At fourteen she had attended a boarding school in Massachusetts that had boasted a fitness center and a court similar to this one. White ceiling, white walls, striped wooden floor. A net split the room in two halves. The ropes holding it up didn't look strong enough to hang from anything; as soon as Kirsten realized that she was looking for somewhere to hang the ropes, if she could untie them, she stopped herself in horror.

From behind her, a loud screeching gave voice to her fears. She whipped around. The door - it was barely noticeable. White painted, white paneled, one square of glass at dead center. But on the other side, there was no opposing wall, no concrete indication that there was a solidity beyond where she stood. Instead, the window was filled with blue light.

"I'm dead," Kirsten said aloud. "Dead."

Did she have to experience death, then life, to choose between the two? But why the racquetball courts? She had never been afraid of athletics, or gym class, or even those who played sports.

No, she realized. This was because of what it resembled. Her mind could not conjure a mental ward but it could conjure up a place close enough to make her insides shrink tight: white, white, white. No room or sound or reflection.

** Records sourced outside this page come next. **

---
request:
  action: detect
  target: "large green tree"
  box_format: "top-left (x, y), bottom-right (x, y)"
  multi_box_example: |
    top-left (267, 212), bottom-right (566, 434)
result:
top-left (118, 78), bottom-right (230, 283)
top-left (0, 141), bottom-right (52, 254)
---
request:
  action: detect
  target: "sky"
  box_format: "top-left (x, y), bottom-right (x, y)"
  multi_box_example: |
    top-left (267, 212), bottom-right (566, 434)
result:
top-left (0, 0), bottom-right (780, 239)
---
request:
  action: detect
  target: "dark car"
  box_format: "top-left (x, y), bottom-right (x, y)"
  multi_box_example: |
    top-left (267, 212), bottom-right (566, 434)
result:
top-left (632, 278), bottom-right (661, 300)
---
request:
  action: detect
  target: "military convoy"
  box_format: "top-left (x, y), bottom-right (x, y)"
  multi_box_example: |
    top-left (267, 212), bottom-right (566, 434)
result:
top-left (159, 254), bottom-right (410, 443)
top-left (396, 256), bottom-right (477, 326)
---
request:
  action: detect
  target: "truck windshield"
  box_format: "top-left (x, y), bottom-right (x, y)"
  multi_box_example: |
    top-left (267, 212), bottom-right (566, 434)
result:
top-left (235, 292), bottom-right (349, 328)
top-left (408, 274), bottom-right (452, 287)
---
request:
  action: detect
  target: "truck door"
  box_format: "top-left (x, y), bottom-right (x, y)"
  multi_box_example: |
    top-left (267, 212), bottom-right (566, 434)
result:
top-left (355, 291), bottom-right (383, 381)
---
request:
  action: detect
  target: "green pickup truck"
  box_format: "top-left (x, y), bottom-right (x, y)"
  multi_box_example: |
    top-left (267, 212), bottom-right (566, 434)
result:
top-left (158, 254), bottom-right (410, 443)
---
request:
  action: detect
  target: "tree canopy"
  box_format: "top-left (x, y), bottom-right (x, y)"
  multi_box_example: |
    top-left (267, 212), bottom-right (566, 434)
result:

She walked up to the door, and saw: the blue light was water. The hallway was missing. Beyond the water that pressed dense and heavy against the glass, she could see nothing.

Kirsten pounded on the window. "Help me!"

Her fists struck, and struck, and struck, to no avail. She wanted out - she wanted to escape. Was this the afterlife? Why was there no one to answer her questions? At the condo, in the forest, with the golf club - had that been death? Or was she now wavering in a coma in a hospital somewhere, motionless, chalked up as a rogue Jane Doe?

Unprepared for the room to change, she shrieked in fear as the glass parted beneath her palm. Jagged little lines turned her hand from white to red. And into her half-open mouth, salt water lunged forward.